The rest of the chamber wasn’t much better. The room was lined with shelves and tables displaying all manner of seashells, coral, bird nests, shed snakeskins, insects and butterflies pinned to boards, and—­worst of all—­strange mysteries sealed up in murky jars.

“It’s ice-­cold up here,” he said.

“Yes. It needs to be for Rex and Fluffy.”

“Rex? And Fluffy?”

“The lobsters. I thought I mentioned them last night.”

“You have lobsters named Rex and Fluffy.”

“Just because I lack any normal pets like cats or dogs doesn’t mean the pets I have can’t have proper names.” She smiled. “I do enjoy the way you say ‘Fluffy.’ It sounds like ‘Floofy.’ They’re in here.”

She waved him toward a tank in one corner of the room. The water within it smelled of the sea.

“Are they for dinner?”

“No! They’re for observation. I’ve been commissioned to illustrate the full life cycle. The only problem is, I keep waiting on them to mate. According to the naturalist who hired me, the female—­that’s Fluffy—­first needs to molt. And then the male will impregnate her with his seed. The only question remaining is what, exactly, that will look like. I’ve drawn up several possibilities.”

She moved to a wide, cluttered worktable and rifled through a stack of papers. On each page was a sketch of lobsters coupling in a different position. Logan had never seen anything like it. She’d created a lobster pillow book.

He looked around at her desk—­the piles of paper, bottles of ink, rows of pencils at the ready. Here and there a drawing of a thrush’s nest or a locust’s wing.

Logan lifted a sketch of a damselfly and held it so that the light would shine through, illuminating every inked contour.

She’d been deft with sketching ever since she’d begun writing him. But he’d never seen her produce anything like this in all the margins of her scores of letters.

It was beautiful.

When he lowered the paper, he noticed that she’d been studying him just as closely as he’d been studying the page. Staring, with dark-­eyed intensity. He was struck by a sudden feeling of self-­consciousness.

“That’s only a preliminary sketch,” she said, biting her lip. “It needs work yet.”

“Looks damn near perfect to me,” he said. “Ready to fly off the page.”

“You truly think so?”

Her face was so serious and pale. As though she were worried about his opinion. Surely with work of this quality and friends like Lord Varleigh, she didn’t need a Highland soldier to tell her she had skill. Nevertheless, the vulnerability in her eyes made him want to try.

He wished he knew something clever to say about art. How to compliment the lines or the shading. But he didn’t, so he just said what came to mind.

“It’s lovely,” he said.

She exhaled, and color rushed back to her cheeks. A small smile curved her mouth.

Logan knew a small, quiet sense of triumph. After years of destruction on the battlefield, it felt good to build something up.

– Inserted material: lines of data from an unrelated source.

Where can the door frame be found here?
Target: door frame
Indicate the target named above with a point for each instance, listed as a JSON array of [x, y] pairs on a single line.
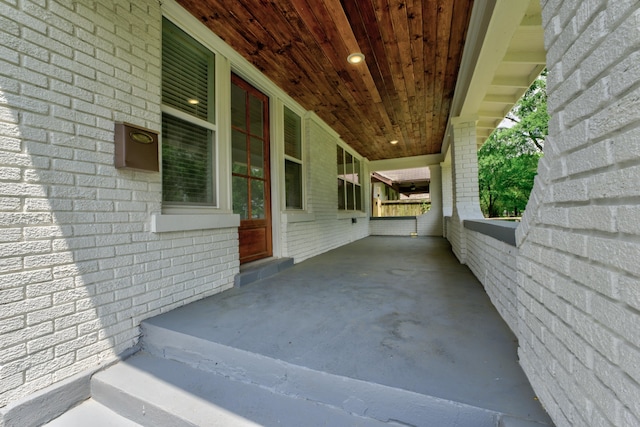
[[268, 221]]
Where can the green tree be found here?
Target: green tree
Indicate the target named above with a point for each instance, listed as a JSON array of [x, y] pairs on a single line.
[[508, 161]]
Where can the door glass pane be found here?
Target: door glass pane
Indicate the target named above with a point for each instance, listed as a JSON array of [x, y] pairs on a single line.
[[238, 100], [341, 204], [293, 184], [257, 199], [257, 157], [349, 166], [356, 171], [255, 116], [350, 203], [239, 152], [240, 192]]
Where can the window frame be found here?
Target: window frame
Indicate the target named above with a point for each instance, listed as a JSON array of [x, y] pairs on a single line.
[[211, 124], [300, 161], [344, 177]]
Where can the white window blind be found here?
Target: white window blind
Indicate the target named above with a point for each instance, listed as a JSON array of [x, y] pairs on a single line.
[[188, 154]]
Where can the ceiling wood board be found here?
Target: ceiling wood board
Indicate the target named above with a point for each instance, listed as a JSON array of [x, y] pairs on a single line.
[[402, 91]]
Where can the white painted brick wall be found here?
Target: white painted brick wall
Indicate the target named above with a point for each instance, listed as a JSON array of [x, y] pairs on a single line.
[[578, 274], [494, 263], [79, 268], [393, 227], [303, 240]]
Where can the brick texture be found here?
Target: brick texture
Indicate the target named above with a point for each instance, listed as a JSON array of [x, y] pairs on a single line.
[[578, 274], [79, 268]]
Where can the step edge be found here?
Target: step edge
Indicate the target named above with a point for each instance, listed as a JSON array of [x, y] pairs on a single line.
[[372, 400]]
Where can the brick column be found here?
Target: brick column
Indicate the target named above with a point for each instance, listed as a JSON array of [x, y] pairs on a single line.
[[430, 224], [465, 198], [447, 195]]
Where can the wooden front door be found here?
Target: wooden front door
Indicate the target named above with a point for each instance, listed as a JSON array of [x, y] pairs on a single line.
[[251, 182]]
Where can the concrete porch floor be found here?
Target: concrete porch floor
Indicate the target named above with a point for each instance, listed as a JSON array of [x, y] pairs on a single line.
[[397, 311]]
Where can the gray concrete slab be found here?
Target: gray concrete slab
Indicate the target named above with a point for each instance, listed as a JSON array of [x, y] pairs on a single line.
[[156, 392], [396, 311], [91, 413]]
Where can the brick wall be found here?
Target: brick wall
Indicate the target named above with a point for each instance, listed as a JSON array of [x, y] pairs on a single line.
[[393, 226], [578, 270], [329, 229], [494, 264], [79, 267]]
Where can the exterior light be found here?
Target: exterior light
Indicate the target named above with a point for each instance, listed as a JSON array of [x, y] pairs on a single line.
[[355, 58]]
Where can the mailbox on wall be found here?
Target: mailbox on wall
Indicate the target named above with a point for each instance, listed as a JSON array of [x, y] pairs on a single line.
[[136, 148]]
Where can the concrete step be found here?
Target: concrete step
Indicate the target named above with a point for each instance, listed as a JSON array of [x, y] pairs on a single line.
[[91, 413], [261, 269], [379, 402], [156, 392]]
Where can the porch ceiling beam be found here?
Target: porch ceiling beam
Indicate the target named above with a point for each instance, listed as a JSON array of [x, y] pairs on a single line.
[[406, 162], [509, 81], [526, 57], [500, 99]]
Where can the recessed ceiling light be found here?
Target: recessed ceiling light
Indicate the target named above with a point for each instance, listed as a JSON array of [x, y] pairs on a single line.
[[355, 58]]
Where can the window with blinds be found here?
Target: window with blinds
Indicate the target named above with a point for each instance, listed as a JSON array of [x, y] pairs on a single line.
[[349, 185], [188, 120], [293, 160]]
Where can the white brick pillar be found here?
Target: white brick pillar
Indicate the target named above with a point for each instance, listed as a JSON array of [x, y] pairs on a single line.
[[430, 224], [435, 189], [465, 198], [447, 195]]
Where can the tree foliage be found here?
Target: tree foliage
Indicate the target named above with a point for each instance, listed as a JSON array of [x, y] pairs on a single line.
[[508, 161]]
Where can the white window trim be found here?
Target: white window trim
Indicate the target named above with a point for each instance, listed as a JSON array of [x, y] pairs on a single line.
[[346, 213], [295, 213], [167, 223]]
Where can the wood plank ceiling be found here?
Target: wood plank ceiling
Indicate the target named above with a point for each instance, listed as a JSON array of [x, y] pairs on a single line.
[[402, 92]]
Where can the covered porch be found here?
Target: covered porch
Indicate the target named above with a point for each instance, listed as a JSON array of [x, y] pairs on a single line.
[[385, 329]]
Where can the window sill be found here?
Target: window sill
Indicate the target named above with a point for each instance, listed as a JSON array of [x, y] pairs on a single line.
[[166, 222], [291, 217], [351, 214]]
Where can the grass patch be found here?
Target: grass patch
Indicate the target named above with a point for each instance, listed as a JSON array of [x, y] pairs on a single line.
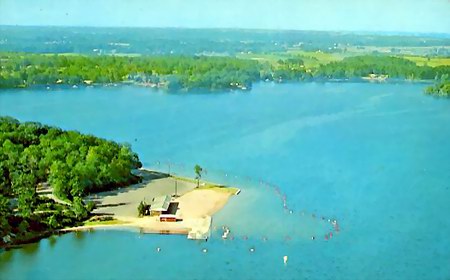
[[208, 186], [100, 223]]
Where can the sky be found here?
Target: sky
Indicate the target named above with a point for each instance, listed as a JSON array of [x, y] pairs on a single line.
[[419, 16]]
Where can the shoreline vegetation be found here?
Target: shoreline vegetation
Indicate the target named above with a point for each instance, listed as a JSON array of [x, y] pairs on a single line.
[[54, 181], [189, 73], [45, 172]]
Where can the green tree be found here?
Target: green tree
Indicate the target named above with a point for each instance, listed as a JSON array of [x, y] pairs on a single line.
[[198, 173]]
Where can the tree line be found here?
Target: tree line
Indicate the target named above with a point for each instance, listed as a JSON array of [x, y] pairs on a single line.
[[193, 72], [33, 156]]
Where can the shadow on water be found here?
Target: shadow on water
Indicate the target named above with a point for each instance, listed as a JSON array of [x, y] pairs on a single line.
[[52, 240]]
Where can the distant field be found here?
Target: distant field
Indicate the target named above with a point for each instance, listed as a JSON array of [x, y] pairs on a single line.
[[433, 62], [311, 59], [314, 59]]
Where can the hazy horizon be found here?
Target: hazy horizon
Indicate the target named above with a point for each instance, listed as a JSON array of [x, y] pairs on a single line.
[[416, 17]]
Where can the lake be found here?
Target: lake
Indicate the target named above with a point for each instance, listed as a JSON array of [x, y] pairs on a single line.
[[375, 157]]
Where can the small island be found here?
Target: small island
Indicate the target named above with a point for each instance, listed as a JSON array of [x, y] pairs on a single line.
[[54, 181]]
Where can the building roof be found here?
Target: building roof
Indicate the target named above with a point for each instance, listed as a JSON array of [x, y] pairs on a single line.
[[160, 203]]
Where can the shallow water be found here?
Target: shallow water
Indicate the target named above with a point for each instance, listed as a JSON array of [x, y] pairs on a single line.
[[373, 156]]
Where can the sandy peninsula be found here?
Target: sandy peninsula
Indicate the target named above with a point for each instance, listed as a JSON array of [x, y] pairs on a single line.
[[196, 206]]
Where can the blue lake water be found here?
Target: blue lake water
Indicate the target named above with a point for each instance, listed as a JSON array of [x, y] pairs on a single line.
[[376, 157]]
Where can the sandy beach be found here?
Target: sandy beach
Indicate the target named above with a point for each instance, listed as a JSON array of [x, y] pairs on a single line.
[[196, 206]]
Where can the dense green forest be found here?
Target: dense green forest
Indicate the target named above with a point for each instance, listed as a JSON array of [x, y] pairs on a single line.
[[181, 72], [441, 88], [23, 70], [35, 157]]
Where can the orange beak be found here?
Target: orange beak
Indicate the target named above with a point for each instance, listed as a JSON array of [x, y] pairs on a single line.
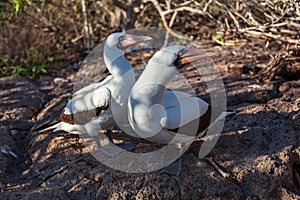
[[134, 39], [194, 54]]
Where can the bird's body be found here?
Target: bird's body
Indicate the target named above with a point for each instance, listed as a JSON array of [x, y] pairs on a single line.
[[151, 113], [103, 105], [176, 117]]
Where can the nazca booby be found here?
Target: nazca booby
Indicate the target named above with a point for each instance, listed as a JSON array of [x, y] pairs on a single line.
[[99, 106], [180, 121]]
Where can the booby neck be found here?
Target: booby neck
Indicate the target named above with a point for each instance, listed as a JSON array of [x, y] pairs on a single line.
[[115, 61]]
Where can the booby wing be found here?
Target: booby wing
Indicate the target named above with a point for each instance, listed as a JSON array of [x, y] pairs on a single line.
[[93, 86]]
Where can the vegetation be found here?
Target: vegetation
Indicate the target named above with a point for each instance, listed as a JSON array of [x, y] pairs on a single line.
[[38, 36]]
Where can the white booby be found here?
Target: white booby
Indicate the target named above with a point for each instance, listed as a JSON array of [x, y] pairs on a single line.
[[99, 106], [149, 114]]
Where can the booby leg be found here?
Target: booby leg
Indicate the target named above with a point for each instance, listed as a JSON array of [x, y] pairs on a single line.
[[174, 168], [128, 147]]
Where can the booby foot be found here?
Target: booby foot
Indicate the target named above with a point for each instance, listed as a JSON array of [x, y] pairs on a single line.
[[174, 168], [126, 146]]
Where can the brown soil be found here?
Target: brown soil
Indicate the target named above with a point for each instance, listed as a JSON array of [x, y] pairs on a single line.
[[258, 150]]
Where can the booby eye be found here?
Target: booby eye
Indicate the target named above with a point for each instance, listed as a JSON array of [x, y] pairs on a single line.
[[121, 38], [181, 52], [177, 61]]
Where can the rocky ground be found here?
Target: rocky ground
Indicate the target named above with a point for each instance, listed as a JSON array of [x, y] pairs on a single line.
[[256, 157]]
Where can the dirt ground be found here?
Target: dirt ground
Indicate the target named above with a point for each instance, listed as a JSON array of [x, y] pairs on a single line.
[[256, 157]]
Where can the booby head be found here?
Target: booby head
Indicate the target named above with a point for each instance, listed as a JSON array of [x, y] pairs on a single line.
[[178, 56], [117, 43], [120, 41]]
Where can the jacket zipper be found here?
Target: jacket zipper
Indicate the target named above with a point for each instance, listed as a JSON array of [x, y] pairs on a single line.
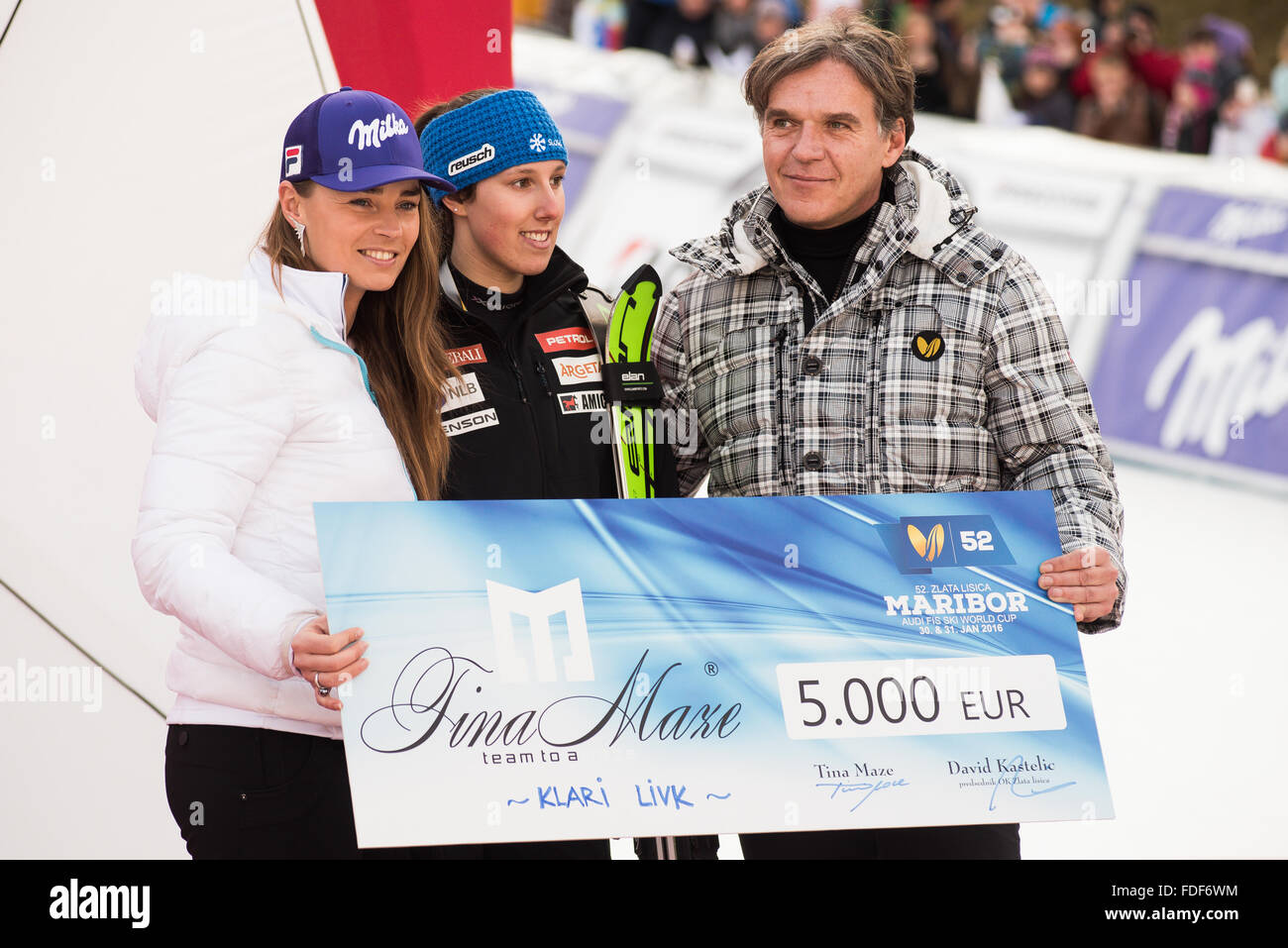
[[872, 476], [780, 339]]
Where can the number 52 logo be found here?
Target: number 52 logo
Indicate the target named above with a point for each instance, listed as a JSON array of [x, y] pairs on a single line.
[[921, 544]]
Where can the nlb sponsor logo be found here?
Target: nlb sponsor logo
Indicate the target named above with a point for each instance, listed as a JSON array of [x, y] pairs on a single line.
[[458, 394], [480, 156], [505, 601], [471, 423], [467, 356], [575, 371], [570, 338], [374, 133], [918, 544], [581, 402]]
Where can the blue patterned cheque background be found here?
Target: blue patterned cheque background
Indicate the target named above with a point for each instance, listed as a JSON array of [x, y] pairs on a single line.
[[735, 586]]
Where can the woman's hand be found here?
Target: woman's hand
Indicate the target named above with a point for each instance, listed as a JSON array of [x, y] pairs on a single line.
[[327, 661]]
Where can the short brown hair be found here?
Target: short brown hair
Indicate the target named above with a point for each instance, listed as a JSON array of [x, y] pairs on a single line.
[[879, 58]]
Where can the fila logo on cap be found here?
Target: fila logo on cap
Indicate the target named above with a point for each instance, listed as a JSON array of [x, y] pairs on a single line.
[[477, 158]]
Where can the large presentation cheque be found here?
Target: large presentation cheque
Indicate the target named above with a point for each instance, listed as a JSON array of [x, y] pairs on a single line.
[[587, 669]]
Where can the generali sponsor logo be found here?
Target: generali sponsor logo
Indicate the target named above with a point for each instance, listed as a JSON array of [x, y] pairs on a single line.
[[570, 338], [467, 356], [575, 371]]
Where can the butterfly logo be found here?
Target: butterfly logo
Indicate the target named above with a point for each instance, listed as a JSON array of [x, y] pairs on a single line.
[[927, 346], [927, 546]]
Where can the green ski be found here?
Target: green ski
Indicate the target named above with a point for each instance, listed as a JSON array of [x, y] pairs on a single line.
[[632, 385]]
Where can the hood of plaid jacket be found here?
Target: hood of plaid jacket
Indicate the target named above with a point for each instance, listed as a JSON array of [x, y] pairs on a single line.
[[931, 220]]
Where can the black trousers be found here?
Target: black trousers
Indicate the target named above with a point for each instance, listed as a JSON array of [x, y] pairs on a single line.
[[992, 841], [258, 793]]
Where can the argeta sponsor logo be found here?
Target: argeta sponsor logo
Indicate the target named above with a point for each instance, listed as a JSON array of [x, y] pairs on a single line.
[[76, 900], [578, 369], [481, 156]]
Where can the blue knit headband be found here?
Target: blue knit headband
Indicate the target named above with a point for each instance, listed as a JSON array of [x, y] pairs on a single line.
[[488, 136]]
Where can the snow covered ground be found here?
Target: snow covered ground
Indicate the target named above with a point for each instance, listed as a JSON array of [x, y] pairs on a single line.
[[1186, 691]]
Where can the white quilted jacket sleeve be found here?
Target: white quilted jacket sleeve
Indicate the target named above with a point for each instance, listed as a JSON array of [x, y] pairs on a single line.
[[223, 412]]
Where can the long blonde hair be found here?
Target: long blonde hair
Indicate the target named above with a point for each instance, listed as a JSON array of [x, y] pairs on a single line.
[[397, 334]]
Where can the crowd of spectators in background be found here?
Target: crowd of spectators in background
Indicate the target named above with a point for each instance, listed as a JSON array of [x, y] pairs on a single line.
[[1098, 69]]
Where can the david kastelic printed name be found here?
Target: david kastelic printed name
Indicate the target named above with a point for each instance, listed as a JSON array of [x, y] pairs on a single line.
[[433, 686]]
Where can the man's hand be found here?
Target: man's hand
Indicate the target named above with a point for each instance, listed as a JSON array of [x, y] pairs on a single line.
[[1087, 579]]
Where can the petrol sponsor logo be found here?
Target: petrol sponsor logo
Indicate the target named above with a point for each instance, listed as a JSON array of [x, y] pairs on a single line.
[[581, 402], [921, 544], [467, 356], [570, 338], [458, 394], [471, 423], [578, 371]]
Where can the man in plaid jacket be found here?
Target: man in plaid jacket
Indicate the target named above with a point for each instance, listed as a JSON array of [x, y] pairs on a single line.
[[849, 330]]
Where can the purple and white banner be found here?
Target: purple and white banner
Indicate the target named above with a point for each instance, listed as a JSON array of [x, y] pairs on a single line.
[[1202, 375]]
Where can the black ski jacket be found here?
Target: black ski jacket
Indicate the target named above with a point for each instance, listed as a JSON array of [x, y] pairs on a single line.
[[528, 420]]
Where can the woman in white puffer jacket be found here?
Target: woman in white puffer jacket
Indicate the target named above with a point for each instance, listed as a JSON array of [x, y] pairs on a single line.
[[323, 384]]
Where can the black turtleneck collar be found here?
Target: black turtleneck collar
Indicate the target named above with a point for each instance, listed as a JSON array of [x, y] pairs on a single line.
[[825, 254], [562, 274]]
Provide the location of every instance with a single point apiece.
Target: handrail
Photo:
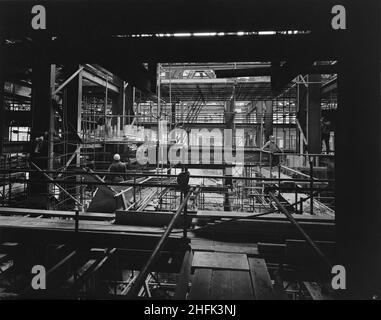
(136, 286)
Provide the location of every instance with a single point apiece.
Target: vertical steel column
(42, 114)
(2, 106)
(358, 155)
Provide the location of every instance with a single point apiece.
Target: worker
(117, 166)
(183, 180)
(273, 148)
(325, 133)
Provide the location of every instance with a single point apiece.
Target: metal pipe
(304, 234)
(67, 81)
(139, 282)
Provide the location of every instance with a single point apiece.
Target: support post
(268, 119)
(314, 114)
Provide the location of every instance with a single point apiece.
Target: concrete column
(314, 114)
(2, 106)
(358, 155)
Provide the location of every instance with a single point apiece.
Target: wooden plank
(220, 260)
(299, 251)
(241, 286)
(270, 216)
(153, 219)
(183, 284)
(200, 289)
(221, 288)
(315, 291)
(263, 288)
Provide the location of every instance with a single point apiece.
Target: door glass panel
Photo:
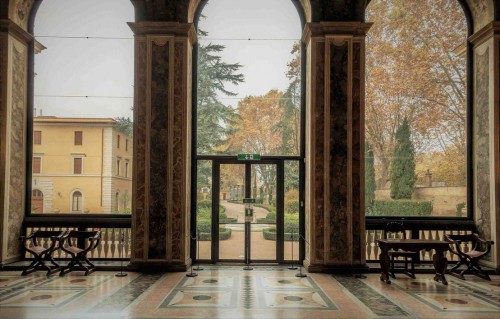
(263, 226)
(292, 208)
(231, 212)
(204, 209)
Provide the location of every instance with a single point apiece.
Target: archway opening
(248, 131)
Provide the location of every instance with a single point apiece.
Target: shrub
(224, 234)
(204, 204)
(292, 206)
(270, 234)
(460, 207)
(401, 207)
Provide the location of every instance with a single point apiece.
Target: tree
(214, 117)
(430, 92)
(370, 184)
(124, 125)
(403, 176)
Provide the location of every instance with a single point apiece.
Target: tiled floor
(230, 292)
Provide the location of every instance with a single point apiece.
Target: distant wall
(444, 199)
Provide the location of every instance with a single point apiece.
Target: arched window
(83, 98)
(416, 109)
(77, 202)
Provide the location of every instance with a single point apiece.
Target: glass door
(231, 240)
(231, 219)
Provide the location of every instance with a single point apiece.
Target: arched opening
(248, 131)
(83, 101)
(417, 112)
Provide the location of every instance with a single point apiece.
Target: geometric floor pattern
(230, 292)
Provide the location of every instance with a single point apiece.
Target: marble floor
(230, 292)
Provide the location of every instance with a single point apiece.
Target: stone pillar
(14, 45)
(486, 137)
(335, 217)
(162, 145)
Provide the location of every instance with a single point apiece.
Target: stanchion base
(121, 274)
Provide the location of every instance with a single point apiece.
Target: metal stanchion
(247, 247)
(121, 273)
(292, 267)
(191, 273)
(198, 267)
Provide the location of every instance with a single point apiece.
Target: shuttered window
(37, 137)
(77, 165)
(78, 137)
(37, 165)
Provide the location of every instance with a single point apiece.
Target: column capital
(8, 26)
(322, 29)
(488, 31)
(164, 28)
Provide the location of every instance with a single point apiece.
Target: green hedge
(224, 234)
(270, 234)
(401, 207)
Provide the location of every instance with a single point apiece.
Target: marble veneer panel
(140, 137)
(159, 149)
(338, 157)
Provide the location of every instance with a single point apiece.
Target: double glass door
(272, 234)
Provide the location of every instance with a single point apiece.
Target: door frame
(280, 180)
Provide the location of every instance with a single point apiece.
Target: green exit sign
(248, 157)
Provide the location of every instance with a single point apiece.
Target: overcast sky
(104, 67)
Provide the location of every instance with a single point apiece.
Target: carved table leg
(440, 262)
(385, 263)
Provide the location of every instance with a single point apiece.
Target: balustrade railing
(111, 227)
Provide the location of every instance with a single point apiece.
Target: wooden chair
(78, 254)
(396, 230)
(42, 254)
(480, 248)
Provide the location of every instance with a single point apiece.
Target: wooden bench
(79, 255)
(42, 254)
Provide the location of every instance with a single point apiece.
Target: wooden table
(439, 260)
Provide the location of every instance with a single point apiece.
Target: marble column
(162, 144)
(335, 145)
(14, 45)
(486, 137)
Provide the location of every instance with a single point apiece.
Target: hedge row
(224, 234)
(400, 207)
(270, 234)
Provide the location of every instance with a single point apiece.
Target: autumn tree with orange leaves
(416, 69)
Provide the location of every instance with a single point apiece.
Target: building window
(77, 165)
(118, 164)
(37, 165)
(37, 137)
(36, 201)
(117, 201)
(126, 168)
(78, 137)
(76, 201)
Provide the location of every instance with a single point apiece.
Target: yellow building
(80, 165)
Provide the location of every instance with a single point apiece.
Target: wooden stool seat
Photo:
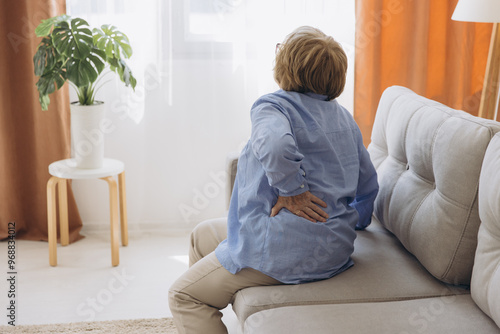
(64, 170)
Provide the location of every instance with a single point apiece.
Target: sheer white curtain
(200, 65)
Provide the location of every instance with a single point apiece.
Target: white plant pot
(87, 137)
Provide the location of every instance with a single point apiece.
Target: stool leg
(113, 206)
(123, 208)
(63, 211)
(51, 219)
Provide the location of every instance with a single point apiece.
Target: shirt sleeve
(275, 147)
(367, 187)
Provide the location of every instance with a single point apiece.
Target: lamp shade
(477, 11)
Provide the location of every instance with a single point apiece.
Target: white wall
(191, 106)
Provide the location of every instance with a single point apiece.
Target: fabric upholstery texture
(383, 271)
(428, 159)
(485, 286)
(452, 314)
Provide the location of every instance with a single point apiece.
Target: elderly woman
(305, 182)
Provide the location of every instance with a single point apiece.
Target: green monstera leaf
(73, 39)
(112, 41)
(69, 50)
(45, 56)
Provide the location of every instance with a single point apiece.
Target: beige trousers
(197, 297)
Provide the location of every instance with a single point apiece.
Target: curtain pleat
(30, 139)
(416, 44)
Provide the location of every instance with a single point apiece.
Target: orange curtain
(30, 139)
(416, 44)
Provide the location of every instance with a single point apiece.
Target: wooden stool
(61, 172)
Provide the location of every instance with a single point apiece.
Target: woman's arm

“How do you do it?” he asked, genuinely curious to know. “How do you draw a creature so faithfully?”

“Oddly enough, the trick isn’t to draw the creature itself. It’s to draw the space around it. The hollows and shadows and empty places. How does it bend the light? What does it displace? When I start to draw an animal—­or anything, really—­I look carefully and ask myself what’s missing.”

He thought of her a few moments ago, studying him intently. As though she were wondering about his missing elements. “Is that what you’re doing, then? When I catch you staring at me?”

“Perhaps.”

“I suggest you not waste your time, mo chridhe.”

She crossed her arms and cocked her head, gazing at him. “I’ve spent years studying all sorts of creatures. Do you know what I’ve noticed? The ones that build themselves the toughest, strongest shells for protection . . . inside, they’re nothing but squish.”

“Squish?”

“Goo. Jelly. Squish.”

“You think I’m squish inside.”

“Perhaps.”

He shook his head, dismissing the notion. “Perhaps there’s nothing inside me at all.”